We start from a simple, demanding premise: conversation stops being one channel among many and becomes the primary interface between customers, teams and internal systems. Instead of phone queues, rigid forms or keypad-driven bots (which break when intent drifts from the script). The operation works in natural language, with history, CRM context and brand-aligned business rules.
Why we rewrote the platform, not just updated it
In October 2025, we began rewriting the product. After two years in conversational AI, it became clear that the platform that brought us this far would not reach the next level: volume, deep integrations, enterprise governance and iteration speed the market now expects.

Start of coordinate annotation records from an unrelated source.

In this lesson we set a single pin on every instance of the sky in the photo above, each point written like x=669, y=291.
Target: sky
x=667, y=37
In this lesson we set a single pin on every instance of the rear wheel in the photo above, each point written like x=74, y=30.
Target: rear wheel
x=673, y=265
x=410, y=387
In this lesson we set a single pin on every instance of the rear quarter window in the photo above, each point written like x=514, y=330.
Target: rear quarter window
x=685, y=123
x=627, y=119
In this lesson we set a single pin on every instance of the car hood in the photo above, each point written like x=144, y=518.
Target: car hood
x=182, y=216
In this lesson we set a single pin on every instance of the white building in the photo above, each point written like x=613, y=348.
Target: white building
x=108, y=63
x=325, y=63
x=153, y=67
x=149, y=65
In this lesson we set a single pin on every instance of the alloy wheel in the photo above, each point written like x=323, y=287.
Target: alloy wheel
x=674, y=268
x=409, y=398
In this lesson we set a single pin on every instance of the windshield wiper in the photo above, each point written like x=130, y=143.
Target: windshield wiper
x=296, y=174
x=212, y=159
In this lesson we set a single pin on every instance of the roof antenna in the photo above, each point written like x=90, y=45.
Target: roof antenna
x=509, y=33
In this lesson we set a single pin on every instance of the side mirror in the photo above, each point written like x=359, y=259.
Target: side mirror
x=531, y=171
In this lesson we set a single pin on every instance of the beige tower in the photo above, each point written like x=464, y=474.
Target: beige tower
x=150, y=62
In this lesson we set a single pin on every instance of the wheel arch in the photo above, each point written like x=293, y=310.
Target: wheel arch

The rise of vibe coding and new development paradigms reinforced our decision: we needed a new foundation in architecture, performance and experience, not patches on top of 2023 choices. Selected customers already run the new platform; in the coming days, we expand rollout to the installed base, alongside the new site at tolky.to.
If you're evaluating automation platforms, the message is direct: we're entering a new growth phase focused on organizations where interaction volume, legacy integration and governance cannot live in fragmented tools.
The problem we're solving with this generation
We see most enterprises with huge message volumes operating on a mosaic of tools: a CRM, a helpdesk, a WhatsApp sender, BI spreadsheets, generic automations and, on top, a chatbot that does not truly talk to any of it.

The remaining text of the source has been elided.